Les réseaux chinois sont responsables du blanchiment de 82 milliards de dollars de fonds illicites

Chapô : Un rapport de Chainalysis révèle que le blanchiment d'argent illicite via les réseaux en langue chinoise a atteint 82 milliards de dollars en 2025. Ces réseaux, qui ont émergé pendant la pandémie, sont devenus dominants dans le paysage des activités criminelles en ligne. Les autorités doivent s'adapter pour contrer cette menace croissante.

Les réseaux chinois dominent le blanchiment d'argent avec 82 milliards de dollars

L’écosystème du blanchiment d’argent illégal a franchi la barre des 82 milliards de dollars en 2025, selon un rapport publié par la société d’analyse blockchain Chainalysis. Ce phénomène est lié à l’accessibilité croissante et à la liquidité des actifs numériques. Le rapport souligne une évolution préoccupante où les réseaux de blanchiment d’argent en langue chinoise (CMLN) sont maintenant les principaux acteurs sur ce marché.

En effet, ces CMLN ont commencé à opérer durant la pandémie et traitaient quotidiennement près de 40 millions de dollars d’actifs numériques en 2025, représentant environ 20 % des fonds cryptographiques illicites au cours des cinq dernières années.

Augmentation alarmante des flux financiers vers les CMLN

Chainalysis précise que ces réseaux ont traité un total de 16,1 milliards de dollars en 2025, soit près de 44 millions de dollars par jour, répartis sur plus de 1 799 portefeuilles actifs. La vitesse à laquelle ces flux entrants augmentent est particulièrement inquiétante : ils progressent 7 325 fois plus vite que ceux vers les échanges centralisés, 1 810 fois plus rapidement que ceux vers la finance décentralisée (DeFi) et 2 190 fois plus vite que les flux intra-illicites sur la chaîne.

Le rapport note également une tendance inverse concernant l'utilisation des bourses centralisées qui décline probablement car elles peuvent geler les fonds suspects.

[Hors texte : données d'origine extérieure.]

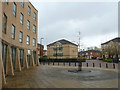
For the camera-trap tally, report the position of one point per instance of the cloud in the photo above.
(64, 20)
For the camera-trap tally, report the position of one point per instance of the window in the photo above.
(7, 1)
(21, 37)
(34, 16)
(4, 23)
(13, 32)
(34, 28)
(21, 18)
(34, 41)
(14, 9)
(29, 10)
(22, 3)
(28, 40)
(28, 24)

Les escroqueries alimentent le développement des CMLN

Un chapitre du rapport met en lumière comment les CMLN se sont adaptés aux nouvelles méthodes frauduleuses. Par exemple, ils blanchi systématiquement plus de 10 % des fonds volés dans une escroquerie connue sous le nom « boucherie de porcs ». Dans cette arnaque, le criminel établit une relation avec ses victimes avant d'escroquer leurs économies.

« Bien que les CMLN ne soient pas les seuls facilitateurs du blanchiment d’argent, leur rôle est désormais disproportionné », indique Chainalysis.

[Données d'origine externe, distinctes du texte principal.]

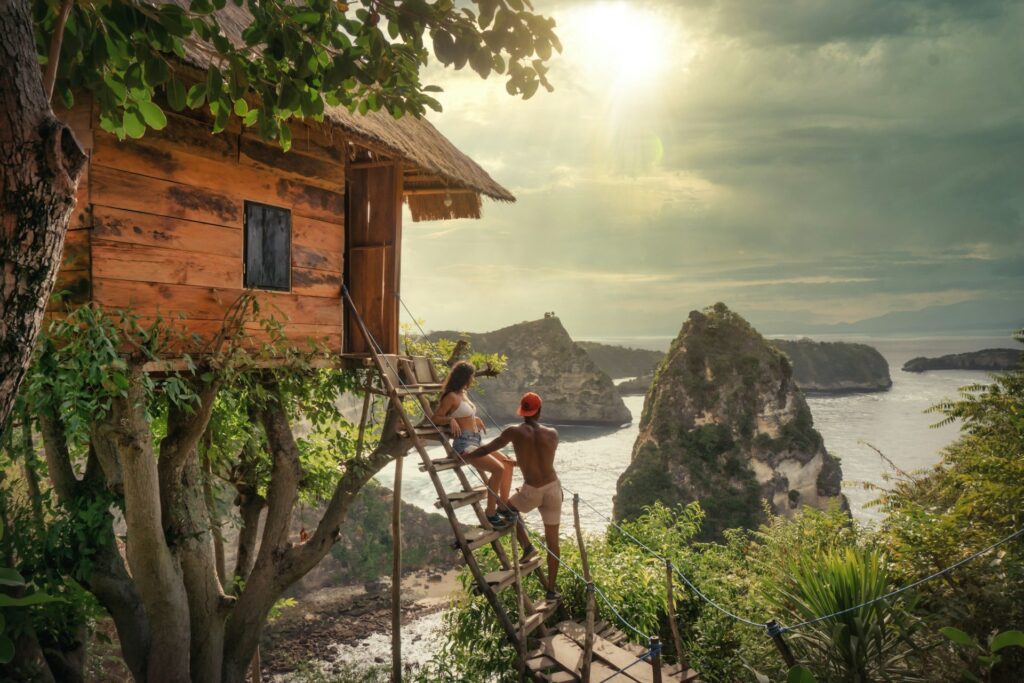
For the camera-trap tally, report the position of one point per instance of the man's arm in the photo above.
(503, 440)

Les contrôles chinois comme catalyseur du phénomène

Une théorie avancée dans le rapport suggère que l’apparition rapide des CMLN pourrait être liée aux restrictions financières imposées par Pékin depuis les années 1970. Face à une fuite massive de capitaux entre 2015 et 2016 due au ralentissement économique et aux tensions économiques croissantes, la Chine a renforcé ses contrôles sur les investissements étrangers afin stabiliser son économie.

Selon Tom Keatinge du Royal United Services Institute : « Les individus fortunés cherchant à faire sortir leur argent fournissent l’impulsion nécessaire pour alimenter ces groupes criminels ».

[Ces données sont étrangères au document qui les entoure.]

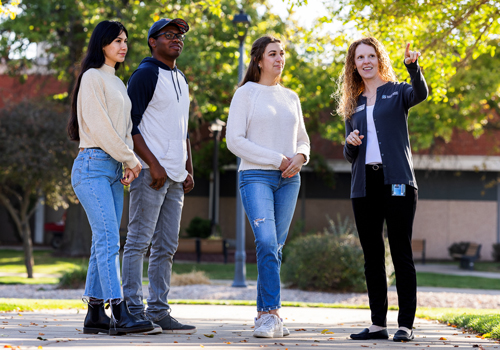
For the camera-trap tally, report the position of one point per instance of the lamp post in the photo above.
(241, 23)
(216, 127)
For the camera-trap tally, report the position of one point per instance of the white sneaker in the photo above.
(258, 321)
(270, 327)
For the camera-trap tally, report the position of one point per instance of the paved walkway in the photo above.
(231, 327)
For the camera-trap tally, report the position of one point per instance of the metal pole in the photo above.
(498, 208)
(240, 255)
(215, 183)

Stratégies recommandées pour lutter contre ce fléau

Pour combattre efficacement ces réseaux, Chainalysis recommande un changement radical dans l’approche actuelle : il faut cibler non seulement les opérateurs mais aussi leurs plateformes publicitaires. « Relever ce défi nécessite un partenariat public-privé coordonné » affirme Chainalysis.

Keatinge soutient qu’il existe un fossé significatif entre ce que peuvent faire légalement forces armées et criminels face aux actifs numériques. Il appelle ainsi à renforcer considérablement la capacité opérationnelle nationale pour mieux gérer cette nouvelle forme criminalité financière.

Le rapport conclut sur une note optimiste : grâce au travail conjoint entre autorités judiciaires et entreprises privées spécialisées dans l'analyse blockchain, il sera possible « identifier et démanteler davantage ces services opérant sur plusieurs plateformes ».